The early 1940s would tell the story as to whether Jane could survive the dreaded awkward teen transition that haunted every popular child star. She received her first screen kiss at age 13 in Boy Friend (1939) and was singled out for her work in The Ritz Brothers' Pack Up Your Troubles (1939), but Jane's antics simply didn't play as well and the studio began to lose interest. In fact, both Shirley and Jane felt the pressures of growing up and Darryl F. Zanuck let both of them go in July of 1942. Jane signed a three-year picture deal with Republic Pictures with lukewarm results. Her best dramatic role at that time came with The North Star (1943).
In 1947, the same year as her last picture of the decade, Jane married a wealthy Texas oil man, William Moss, and had three children by him--William, Wendy, and Randy. The marriage was not a happy one and lasted only six years. She also was suffering from rheumatoid arthritis. In 1955, she remarried, this time to Kenneth Errair, one-quarter of the harmonizing group "The Four Freshmen." They had two children, Ken and Kendall Jane. At the same time, she attempted a Hollywood comeback. While studying directing at the USC film school, she met producer/director George Stevens who cast her in an enviable character role in the epic-sized Giant (1956) supporting Rock Hudson, Elizabeth Taylor, and James Dean. Other film roles followed with The Right Approach (1961) and Captain Newman, M.D. (1963).
It was TV, however, that would turn Jane into a wealthy woman as a friendly household pitchwoman. Her decades-long job as the dress-downed Josephine the Plumber pushing Comet cleanser made her one popular gal when working in films became a non-issue.

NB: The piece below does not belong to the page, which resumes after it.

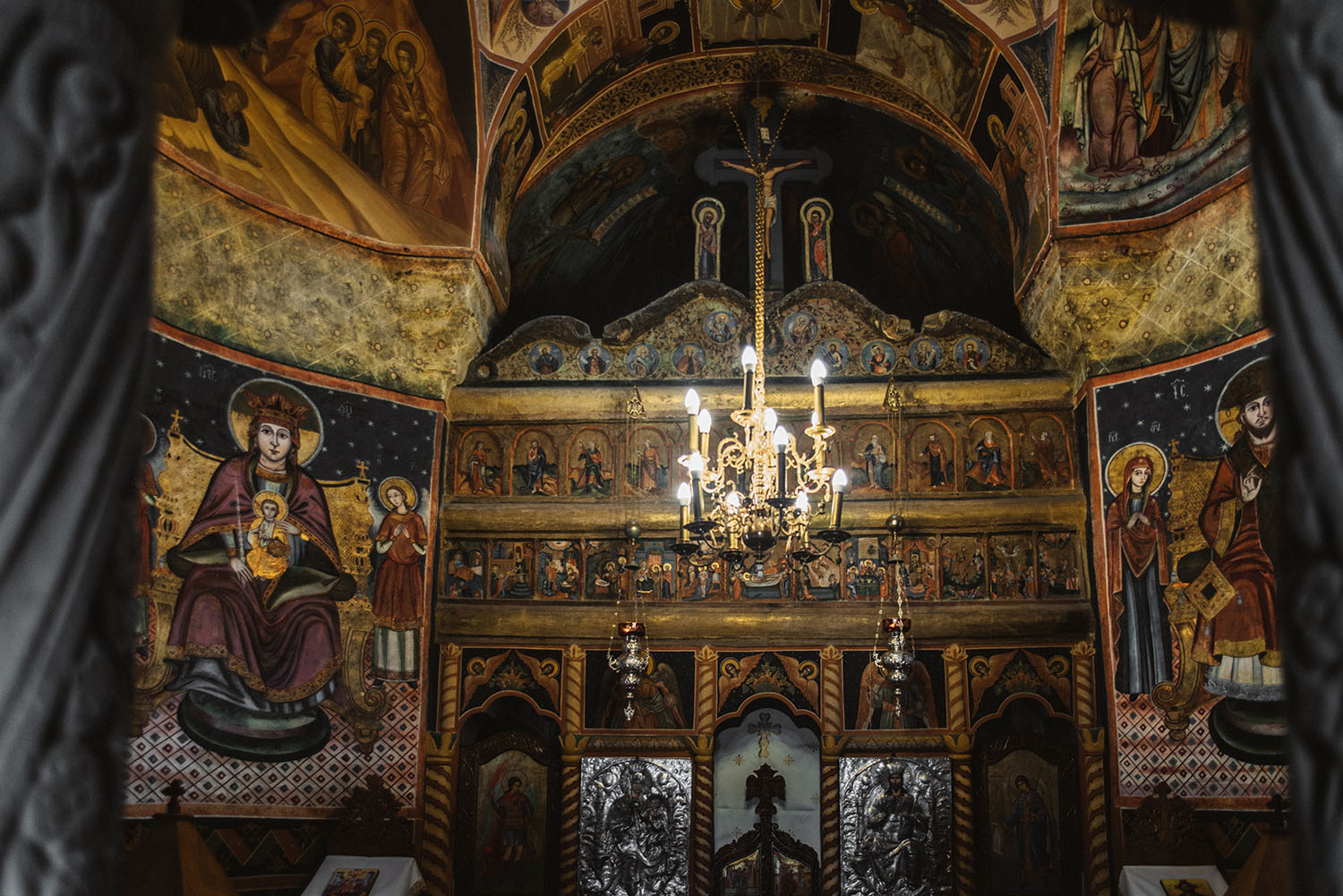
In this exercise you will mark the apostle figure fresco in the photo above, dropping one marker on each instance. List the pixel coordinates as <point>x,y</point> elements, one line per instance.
<point>1139,568</point>
<point>255,648</point>
<point>400,543</point>
<point>1237,629</point>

From time to time she made guest appearances on such fun, lightweight shows as The Munsters (1964), The Love Boat (1977), Murder, She Wrote (1984), and Hart to Hart (1979). Known for her strong spiritualism and charitable contributions, Jane's buoyant, indefatigable nature was still, at age 90+, highly infectious. She not only did voiceover work for Disney's animated features but still popped up here and there for interviews and convention signings--as bright-eyed and bushy-tailed as she was in her childhood heyday. A widow in 1968, (her second husband perished in a June 14th plane crash in California), she also lost one of her five children, Randy, to cancer when he was only 33.